Sottoposti a esperimenti concepiti per primati non umani, un gruppo di volontari umani ha prodotto risultati simili a quelli di tutte le altre scimmie, tranne per il fatto che la struttura sociale nell’essere umano può essere imposta per via culturale invece che essere connaturata alla specie.

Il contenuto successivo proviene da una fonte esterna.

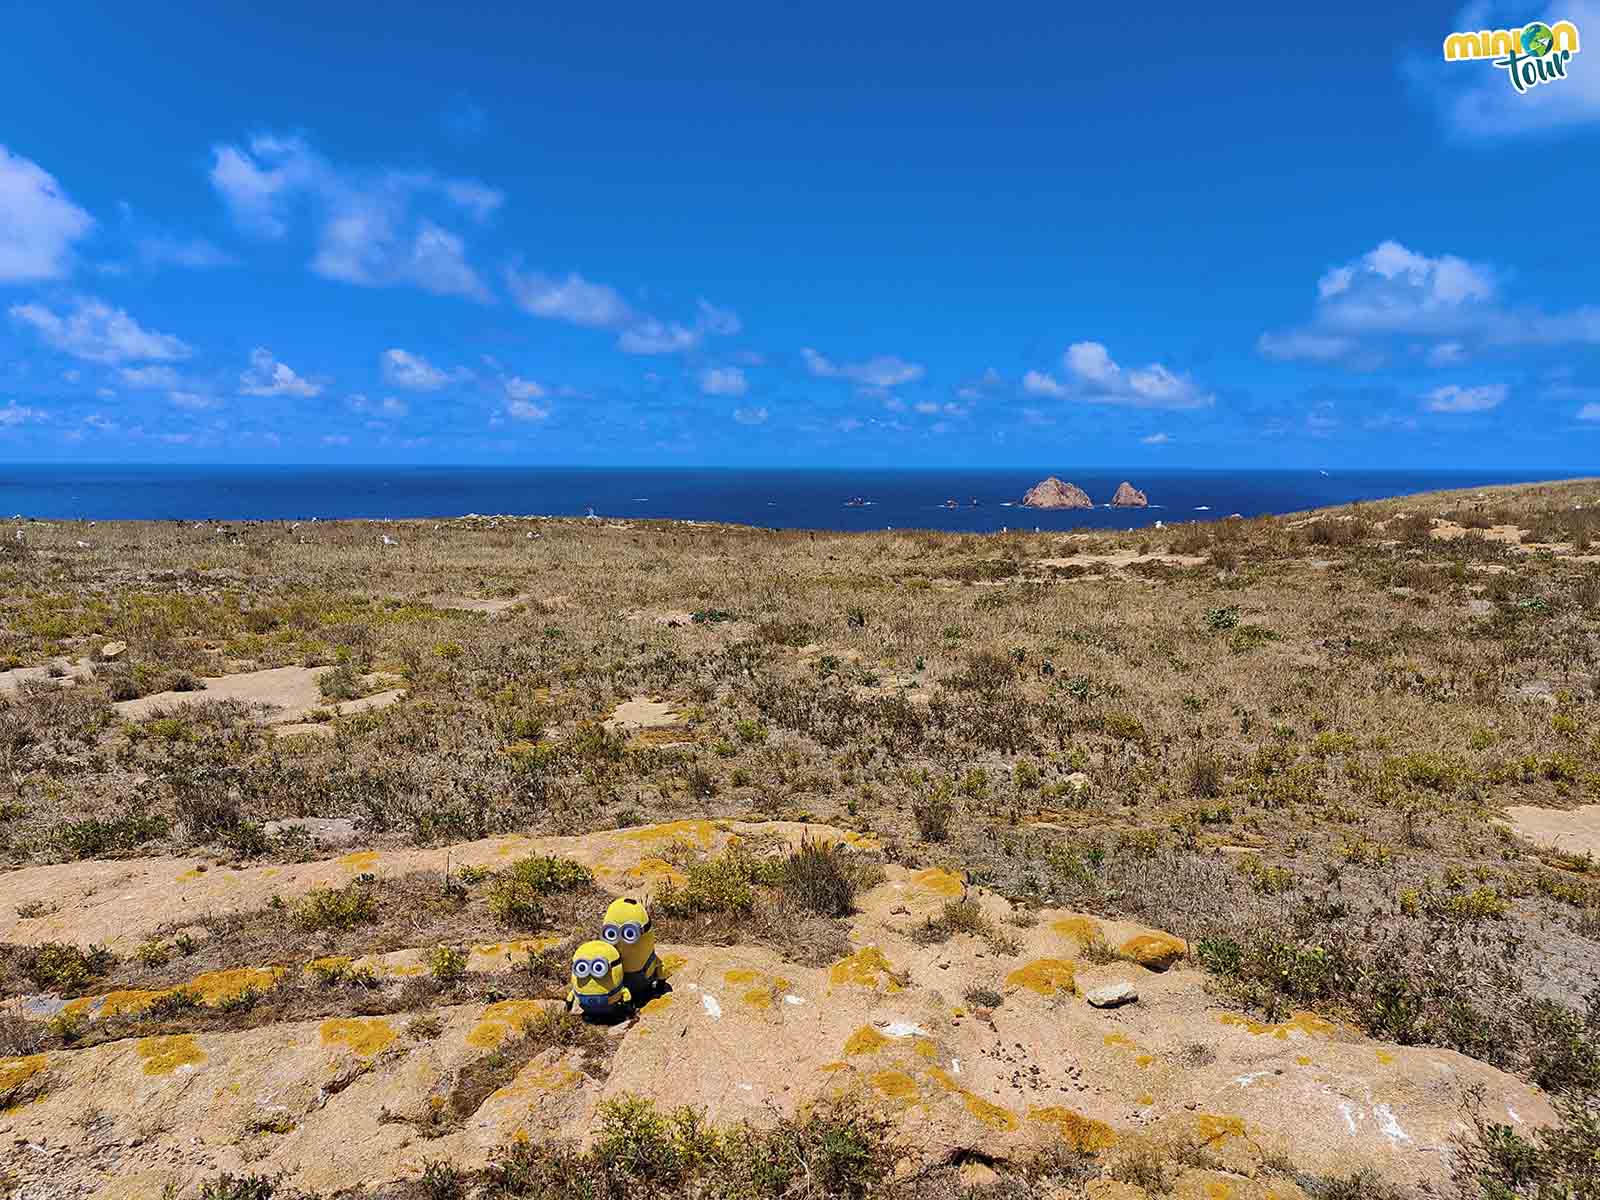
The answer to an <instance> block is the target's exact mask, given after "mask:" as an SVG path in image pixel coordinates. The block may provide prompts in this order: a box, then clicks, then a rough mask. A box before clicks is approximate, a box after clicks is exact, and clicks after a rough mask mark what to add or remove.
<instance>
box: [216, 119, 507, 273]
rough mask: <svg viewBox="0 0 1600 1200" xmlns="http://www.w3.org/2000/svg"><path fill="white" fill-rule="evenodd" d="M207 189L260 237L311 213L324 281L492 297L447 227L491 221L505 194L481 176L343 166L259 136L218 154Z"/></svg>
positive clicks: (463, 244)
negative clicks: (302, 216)
mask: <svg viewBox="0 0 1600 1200" xmlns="http://www.w3.org/2000/svg"><path fill="white" fill-rule="evenodd" d="M211 186H213V187H214V189H216V190H218V194H219V195H221V197H222V202H224V203H226V205H227V208H229V211H230V213H232V216H234V221H235V222H237V224H238V227H240V229H243V230H245V232H246V234H253V235H256V237H264V238H282V237H285V235H286V234H288V230H290V227H291V222H293V219H294V216H296V213H298V211H299V210H301V208H309V210H310V211H312V213H314V219H315V221H317V251H315V254H314V256H312V261H310V269H312V270H314V272H317V274H318V275H323V277H325V278H333V280H341V282H344V283H355V285H358V286H368V288H386V286H400V285H408V286H416V288H422V290H424V291H432V293H437V294H443V296H467V298H469V299H475V301H482V302H490V301H491V299H493V294H491V293H490V290H488V286H486V285H485V283H483V280H482V278H480V275H478V274H477V270H475V269H474V267H472V266H470V264H469V262H467V246H466V240H464V238H462V237H461V235H459V234H456V232H453V230H450V229H448V227H445V226H443V224H442V221H445V219H450V218H462V216H464V218H467V219H470V221H485V219H486V218H490V216H491V214H493V213H494V211H496V210H498V208H499V206H501V203H502V200H504V197H502V195H501V192H498V190H494V189H491V187H488V186H485V184H482V182H478V181H475V179H446V178H442V176H437V174H434V173H432V171H400V170H378V171H363V170H357V168H349V166H339V165H334V163H331V162H330V160H326V158H323V157H322V155H320V154H317V152H315V150H314V149H312V147H310V146H309V144H307V142H306V141H302V139H299V138H278V136H274V134H261V136H256V138H253V139H251V141H250V146H248V147H243V149H242V147H237V146H216V147H213V163H211ZM429 210H432V211H429Z"/></svg>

Qual è l’effetto prodotto dalla struttura sociale sulla capacità di collaborare per il raggiungimento di un fine comune? Nei nostri cugini più o meno prossimi, le scimmie, sembrano esserci pochi dubbi. Una struttura sociale fortemente gerarchica disincentiva la collaborazione e induce gli individui di rango più basso a disinteressarsi delle attività che dovrebbero produrre un vantaggio per il branco nel suo insieme, come avviene nelle società fortemente gerarchizzata degli scimpanzé (Pan troglodytes). Mentre, per esempio, tra i tamarini edipo (Saguinus oedipus), scimmiette sudamericane la cui struttura sociale è basata su rapporti più sfumati, il contributo degli individui ad imprese che portano a benefici comuni è più diffuso.

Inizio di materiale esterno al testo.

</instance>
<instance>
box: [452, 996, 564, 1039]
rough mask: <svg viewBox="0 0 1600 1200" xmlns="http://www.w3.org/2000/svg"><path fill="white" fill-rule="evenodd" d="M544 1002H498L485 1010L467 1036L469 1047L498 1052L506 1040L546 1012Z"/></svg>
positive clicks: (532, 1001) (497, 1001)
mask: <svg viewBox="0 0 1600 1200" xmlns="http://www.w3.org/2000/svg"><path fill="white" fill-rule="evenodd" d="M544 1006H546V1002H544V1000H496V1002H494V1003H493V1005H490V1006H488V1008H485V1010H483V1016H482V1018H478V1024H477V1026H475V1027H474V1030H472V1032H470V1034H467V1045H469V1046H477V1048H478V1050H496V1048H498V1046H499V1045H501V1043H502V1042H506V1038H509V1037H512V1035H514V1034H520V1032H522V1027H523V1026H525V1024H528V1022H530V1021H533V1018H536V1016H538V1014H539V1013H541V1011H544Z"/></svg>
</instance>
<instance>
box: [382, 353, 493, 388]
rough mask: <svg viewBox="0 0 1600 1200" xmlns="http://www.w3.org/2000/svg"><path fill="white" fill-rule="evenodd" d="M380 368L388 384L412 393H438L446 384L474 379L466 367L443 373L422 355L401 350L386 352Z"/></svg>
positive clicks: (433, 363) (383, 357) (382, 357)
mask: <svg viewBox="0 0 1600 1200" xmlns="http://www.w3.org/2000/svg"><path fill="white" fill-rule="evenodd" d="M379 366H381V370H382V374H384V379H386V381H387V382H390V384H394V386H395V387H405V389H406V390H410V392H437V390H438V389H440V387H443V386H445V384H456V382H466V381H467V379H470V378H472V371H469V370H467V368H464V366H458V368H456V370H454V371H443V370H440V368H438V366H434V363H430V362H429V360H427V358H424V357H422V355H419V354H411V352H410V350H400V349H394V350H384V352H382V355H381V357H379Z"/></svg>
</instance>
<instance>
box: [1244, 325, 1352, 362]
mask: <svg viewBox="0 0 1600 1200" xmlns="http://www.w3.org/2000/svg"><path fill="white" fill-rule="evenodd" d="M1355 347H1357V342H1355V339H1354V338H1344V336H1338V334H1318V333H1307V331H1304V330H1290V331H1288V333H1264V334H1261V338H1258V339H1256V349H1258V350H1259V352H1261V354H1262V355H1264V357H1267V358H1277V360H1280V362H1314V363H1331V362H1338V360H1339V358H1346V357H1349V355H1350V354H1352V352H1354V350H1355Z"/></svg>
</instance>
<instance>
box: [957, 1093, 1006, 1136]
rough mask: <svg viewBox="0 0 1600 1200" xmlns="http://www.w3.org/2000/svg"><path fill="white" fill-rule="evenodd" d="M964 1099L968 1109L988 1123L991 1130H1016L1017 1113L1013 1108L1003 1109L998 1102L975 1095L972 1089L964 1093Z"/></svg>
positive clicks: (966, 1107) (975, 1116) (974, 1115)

E tra gli umani come funzionano le cose? Condividendo la stessa origine evolutiva, gli umani e gli altri primati dovrebbero aver ereditato un senso dell’etica simile radicato nelle strutture più profonde del cervello ereditate da antenati comuni. Per verificare questa possibilità, Katherine A. Cronin, del centro di conservazione delle grandi scimmie di Chicago (USA), ha unito un gruppo multidisciplinare di specialisti, provenienti da università statunitensi, olandesi e spagnole. Lo scopo del gruppo è stato adattare i test e le osservazioni svolti sui primati non umani, in natura o in cattività, perché potessero essere utilizzati su soggetti della nostra specie; utilizzando poi i risultati per stabilire il grado di somiglianza di primati umani e non posti nelle stesse situazioni. Al di la dei risultati specifici, l’idea di una comparazione diretta tra il comportamento dei primati umani e non, è potenzialmente così interessante che il lavoro si è guadagnato un posto sulla rivista Nature.
Nello svolgimento dell’esperimento i ricercatori hanno reclutato dei volontari che sono poi stati suddivisi in tre sottogruppi nei quali poteva essere assegnato un rango in base all’abilità nel risolvere un rompicapo, in cui i ranghi erano assegnati casualmente o in cui non esistevano ranghi.
Successivamente i partecipanti, a coppie variabili, dovevano scegliere, in una serie di sessioni di gioco, se collaborare o meno per ottenere una somma di denaro comune, sapendo però che la successiva spartizione sarebbe stata influenzata dalle differenze di rango. I partecipanti si sono dimostrati molto meno collaborativi nei gruppi dove esistevano dei ranghi, indipendentemente da come questi ranghi erano stati assegnati, rispetto al gruppo dove non c’erano differenze tra gli individui.
Anche nella fase di spartizione della vincita, in cui il gioco prevedeva o una trattativa o l’assegnazione di tutto il piatto a uno dei giocatori in base a un’estrazione a sorte con probabilità stabilite in base al rango,i giocatori del gruppo di controllo raggiungevano più facilmente un accordo rispetto a quanto avveniva negli altri due; ma stranamente il partecipante di rango più elevato tendeva a diventare più conciliante all’aumentare della differenza di rango. I ricercatori hanno ipotizzato che questo comportamento possa essere causato dalla paura che il giocatore debole, di fronte a una perdita comunque modesta, sia indotto a tentare il tutto per tutto andando all’estrazione. In alternativa gli autori hanno ipotizzato che il giocatore di rango elevato tentasse, almeno inconsciamente, di consolidare la sua posizione di potere facendosi una reputazione di “Capo Generoso” (anche se le regole del gioco, elaborate dal team sperimentale, impedivano a una coppia di giocatori di svolgere più di una sessione insieme, proprio per evitare un “effetto reputazione”).
Anche se i risultati dello studio sono ancora preliminari, sembrano essere supportati da diverse altre ricerche presenti in letteratura. La presenza tra gli autori di un economista testimonia inoltre il suo grande potenziale applicativo.
Indipendentemente dalla grande razionalità della specie umana, pare che, per determinare cosa è giusto e cosa non lo è, ci affidiamo ancora molto a un sentire non cosciente che abbiamo ereditato in comune con tutti i nostri cugini primati. [DP]
BIBLIOGRAFIA
Cronin KA, Acheson DJ, Hernández P, Sánchez A. Hierarchy is Detrimental for Human Cooperation. Sci Rep. 2015 Dec 22;5:18634. doi: 10.1038/srep18634. PubMed PMID: 26692287.